Devon County Council (24 011 616)
Category : Children's care services > Child protection
Decision : Closed after initial enquiries
Decision date : 19 Dec 2024
The Ombudsman's final decision:
Summary: We will not investigate this complaint about the actions of social workers before and after deciding Miss X’s children needed to be subject to child protection plans. Any injustice caused by matters other than the child protection decision is not sufficient to warrant our involvement. The decision itself was one the Council was entitled to take given the evidence before it.
The complaint
- Miss X said social workers lied, communicated poorly, avoided questions and used threatening language to her and her children while her children were subject to child protection plans
The Ombudsman’s role and powers
- We investigate complaints about ‘maladministration’ and ‘service failure’, which we call ‘fault’. We must also consider whether any fault has had an adverse impact on the person making the complaint, which we call ‘injustice’. We provide a free service, but must use public money carefully. We do not start or continue an investigation if we decide:
- there is not enough evidence of fault to justify investigating, or
- any fault has not caused injustice to the person who complained, or
- any injustice is not significant enough to justify our involvement, or
- there is no worthwhile outcome achievable by our investigation.
(Local Government Act 1974, section 24A(6), as amended, section 34(B))
How I considered this complaint
- I considered information provided by the complainant and the Council.
- I considered the Ombudsman’s Assessment Code.
My assessment
- Miss X’s complaint to us covered a wide range of alleged matters. I have not provided an exhaustive list, but it included:
- The manner of social workers during visits to the family home,
- The way an interview with a child at school was managed;
- What was allegedly said by social workers to Miss X;
- An alleged refusal to answer questions;
- The management of an initial child protection conference (ICPC); and
- Sending the notes of the ICPC late.
- The decision of the ICPC is relevant here, even though Miss X has not directly complained about it, other than stating in the complaint correspondence with the Council that social workers had over-stated the risk posed by a former partner.
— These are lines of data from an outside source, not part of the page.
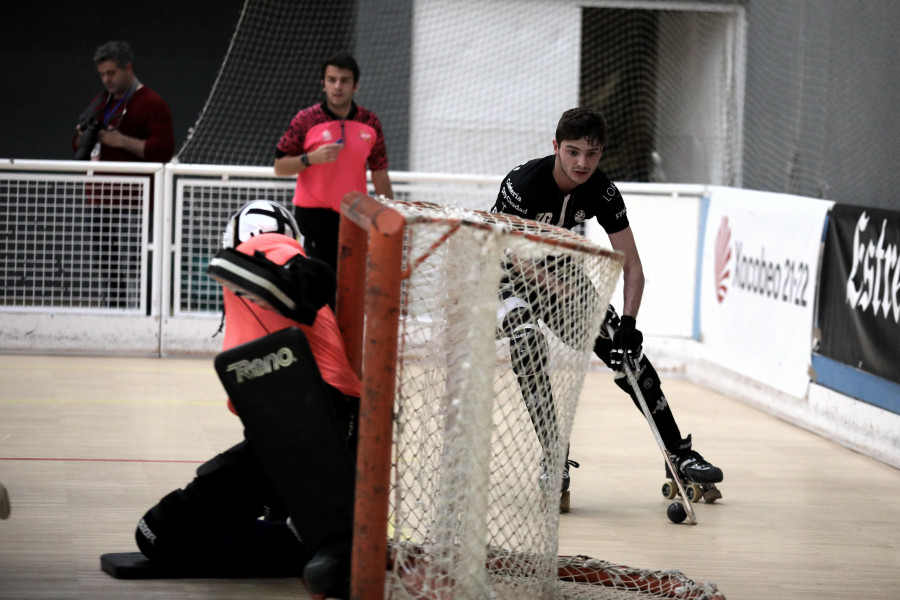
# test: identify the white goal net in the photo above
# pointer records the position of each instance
(492, 323)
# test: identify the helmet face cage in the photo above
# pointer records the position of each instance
(258, 217)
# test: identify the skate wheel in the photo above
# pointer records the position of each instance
(669, 490)
(712, 493)
(694, 492)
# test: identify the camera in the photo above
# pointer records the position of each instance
(90, 129)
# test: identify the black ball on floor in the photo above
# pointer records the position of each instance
(676, 512)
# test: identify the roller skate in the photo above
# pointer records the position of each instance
(698, 476)
(566, 480)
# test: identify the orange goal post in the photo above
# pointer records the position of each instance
(464, 427)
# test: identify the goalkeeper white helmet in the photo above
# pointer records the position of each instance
(257, 217)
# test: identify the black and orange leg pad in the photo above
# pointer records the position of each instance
(134, 565)
(290, 420)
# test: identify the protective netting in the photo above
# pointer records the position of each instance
(777, 95)
(498, 318)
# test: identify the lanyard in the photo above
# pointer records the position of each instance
(111, 112)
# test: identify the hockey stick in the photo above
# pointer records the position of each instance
(632, 381)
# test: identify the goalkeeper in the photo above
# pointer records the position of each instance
(244, 512)
(566, 189)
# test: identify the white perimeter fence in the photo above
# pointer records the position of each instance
(110, 259)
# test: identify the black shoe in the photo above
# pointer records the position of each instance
(545, 476)
(566, 479)
(692, 467)
(328, 571)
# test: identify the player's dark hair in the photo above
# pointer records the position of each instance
(342, 60)
(118, 52)
(582, 122)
- The reason why the ICPC decision is relevant is because the other matters complained of would not have caused sufficient injustice to Miss X on their own to warrant our involvement in the absence of a decision taken with fault. Child protection duties are likely to cause upset to parents as social workers have to say and do things parents disagree with. This is because the fundamental duty is to protect children from risk of harm. The injustice to the parent only becomes significant where that is caused by fault.
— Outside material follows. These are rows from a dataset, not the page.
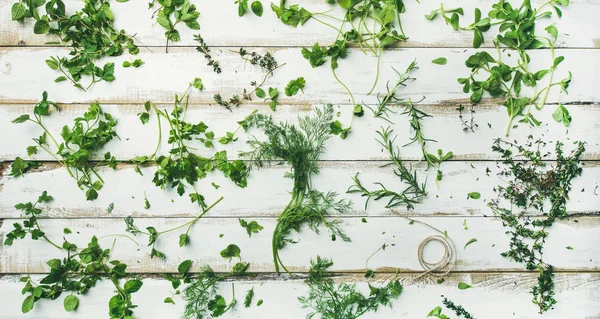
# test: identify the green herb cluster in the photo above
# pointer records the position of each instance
(328, 300)
(300, 147)
(532, 184)
(80, 144)
(516, 82)
(89, 34)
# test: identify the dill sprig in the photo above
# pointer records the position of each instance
(343, 301)
(299, 146)
(203, 48)
(532, 184)
(411, 195)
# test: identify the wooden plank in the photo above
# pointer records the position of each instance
(164, 75)
(401, 238)
(444, 127)
(269, 31)
(577, 296)
(268, 190)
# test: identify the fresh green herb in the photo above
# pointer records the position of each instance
(154, 234)
(411, 195)
(19, 166)
(136, 63)
(474, 195)
(440, 61)
(472, 240)
(203, 48)
(251, 227)
(517, 34)
(248, 298)
(372, 25)
(181, 11)
(299, 146)
(182, 168)
(80, 144)
(463, 286)
(459, 310)
(202, 298)
(534, 185)
(294, 86)
(326, 299)
(89, 34)
(383, 104)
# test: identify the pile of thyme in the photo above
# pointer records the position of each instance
(532, 184)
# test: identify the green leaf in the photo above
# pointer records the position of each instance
(18, 11)
(132, 286)
(472, 240)
(27, 304)
(71, 302)
(41, 27)
(231, 251)
(463, 286)
(474, 195)
(440, 61)
(257, 8)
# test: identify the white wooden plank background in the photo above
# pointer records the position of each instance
(501, 287)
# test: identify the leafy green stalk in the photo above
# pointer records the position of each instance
(300, 147)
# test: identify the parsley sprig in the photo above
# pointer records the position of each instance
(80, 143)
(89, 34)
(532, 184)
(299, 146)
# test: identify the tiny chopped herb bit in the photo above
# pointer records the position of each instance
(201, 296)
(80, 144)
(19, 166)
(472, 240)
(326, 299)
(534, 185)
(300, 146)
(182, 168)
(251, 227)
(294, 86)
(154, 234)
(463, 286)
(248, 298)
(474, 195)
(203, 48)
(412, 194)
(181, 11)
(89, 34)
(440, 61)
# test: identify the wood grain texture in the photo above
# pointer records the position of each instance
(268, 191)
(401, 238)
(444, 126)
(220, 25)
(507, 294)
(164, 75)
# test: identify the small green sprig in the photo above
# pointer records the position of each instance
(89, 34)
(173, 12)
(80, 144)
(326, 299)
(409, 196)
(532, 185)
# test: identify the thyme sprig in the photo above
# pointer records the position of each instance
(299, 146)
(80, 144)
(532, 183)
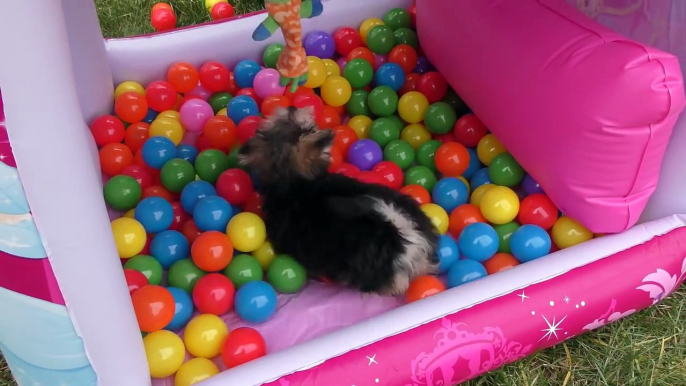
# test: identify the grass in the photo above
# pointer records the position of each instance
(646, 349)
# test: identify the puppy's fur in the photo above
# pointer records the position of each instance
(365, 236)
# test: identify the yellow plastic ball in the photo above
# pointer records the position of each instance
(204, 336)
(246, 231)
(194, 371)
(128, 86)
(488, 148)
(412, 107)
(415, 134)
(316, 74)
(367, 26)
(438, 217)
(332, 68)
(568, 232)
(500, 205)
(165, 353)
(336, 91)
(265, 254)
(129, 236)
(168, 128)
(479, 192)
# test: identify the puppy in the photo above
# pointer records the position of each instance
(364, 236)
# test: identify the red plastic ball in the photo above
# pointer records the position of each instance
(213, 294)
(469, 130)
(107, 129)
(241, 346)
(391, 173)
(433, 85)
(235, 186)
(346, 40)
(131, 107)
(538, 209)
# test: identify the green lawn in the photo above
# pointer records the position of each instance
(646, 349)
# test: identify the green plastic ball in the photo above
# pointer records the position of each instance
(184, 274)
(148, 266)
(383, 131)
(176, 174)
(440, 118)
(383, 101)
(381, 39)
(210, 164)
(271, 55)
(243, 269)
(427, 152)
(400, 153)
(505, 170)
(122, 192)
(359, 73)
(422, 176)
(398, 18)
(286, 275)
(357, 105)
(504, 232)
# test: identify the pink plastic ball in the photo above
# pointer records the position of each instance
(266, 83)
(194, 114)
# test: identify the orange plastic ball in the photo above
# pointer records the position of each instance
(183, 76)
(500, 262)
(212, 251)
(114, 157)
(131, 107)
(422, 287)
(462, 216)
(154, 307)
(452, 159)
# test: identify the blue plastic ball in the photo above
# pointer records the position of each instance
(156, 151)
(168, 247)
(391, 75)
(478, 241)
(245, 73)
(241, 107)
(212, 214)
(464, 271)
(447, 252)
(187, 152)
(449, 193)
(255, 301)
(194, 192)
(183, 309)
(530, 242)
(155, 214)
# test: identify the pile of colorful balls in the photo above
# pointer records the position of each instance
(190, 232)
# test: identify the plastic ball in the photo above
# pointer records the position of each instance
(204, 336)
(256, 302)
(438, 216)
(286, 275)
(243, 345)
(129, 237)
(165, 353)
(449, 193)
(423, 287)
(246, 231)
(465, 271)
(214, 294)
(197, 369)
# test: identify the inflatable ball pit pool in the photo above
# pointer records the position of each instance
(73, 320)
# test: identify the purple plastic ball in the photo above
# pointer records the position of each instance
(364, 154)
(320, 44)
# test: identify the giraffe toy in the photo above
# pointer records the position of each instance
(286, 14)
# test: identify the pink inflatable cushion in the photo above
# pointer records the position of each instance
(587, 112)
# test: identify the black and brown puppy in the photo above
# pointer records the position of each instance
(365, 236)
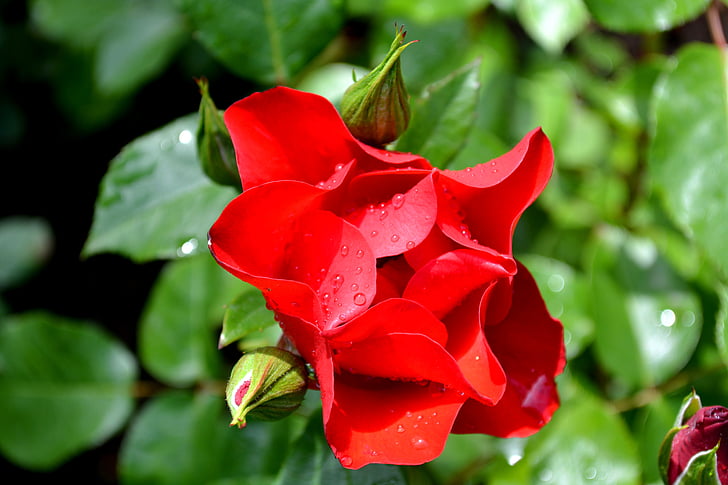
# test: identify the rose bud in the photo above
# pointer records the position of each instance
(267, 383)
(705, 430)
(214, 146)
(376, 108)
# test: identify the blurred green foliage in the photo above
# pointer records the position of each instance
(628, 242)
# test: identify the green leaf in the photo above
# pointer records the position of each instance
(25, 244)
(136, 45)
(442, 116)
(425, 11)
(66, 386)
(552, 23)
(566, 294)
(268, 41)
(76, 22)
(691, 404)
(645, 15)
(180, 438)
(586, 443)
(649, 320)
(688, 156)
(245, 315)
(176, 334)
(702, 469)
(311, 462)
(154, 201)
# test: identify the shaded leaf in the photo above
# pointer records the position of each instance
(136, 45)
(176, 338)
(25, 244)
(268, 41)
(649, 320)
(180, 438)
(245, 315)
(645, 15)
(66, 386)
(155, 201)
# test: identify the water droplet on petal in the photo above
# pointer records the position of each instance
(337, 282)
(398, 201)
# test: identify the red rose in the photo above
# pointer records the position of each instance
(395, 280)
(702, 432)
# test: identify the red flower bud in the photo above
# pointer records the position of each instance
(704, 430)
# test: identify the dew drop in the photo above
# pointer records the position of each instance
(337, 282)
(398, 201)
(419, 444)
- I have seen an unredacted copy of the ICPC record. Miss X said people who had not met her children or read all the documents they should have done reached decisions about them. However, it is clear that the alleged matters reported to the Council about the former partner were serious in nature. It is also clear that Miss X did not share the Council’s concerns. The Council could therefore take the view that the historic context from its records and what had been said by Miss X’s children and reported by other bodies created a need for all the children to be subject to child protection plans. That Miss X takes a different view is not evidence of fault by the Council in reaching its decision, which was within the range open to it in the circumstances.
- In view of that, investigation of ancillary matters would be unlikely to find sufficient injustice caused by the Council’s actions in those ancillary matters alone.
Final decision
- We will not investigate Miss X’s complaint because there is not enough evidence of fault in the substantive matter of the child protection decision underlying the complaint to warrant this; and
- The ancillary matters complained of do not therefore warrant investigation on their own because this would be unlikely to find sufficient injustice from any potential fault separate to the child protection decision itself.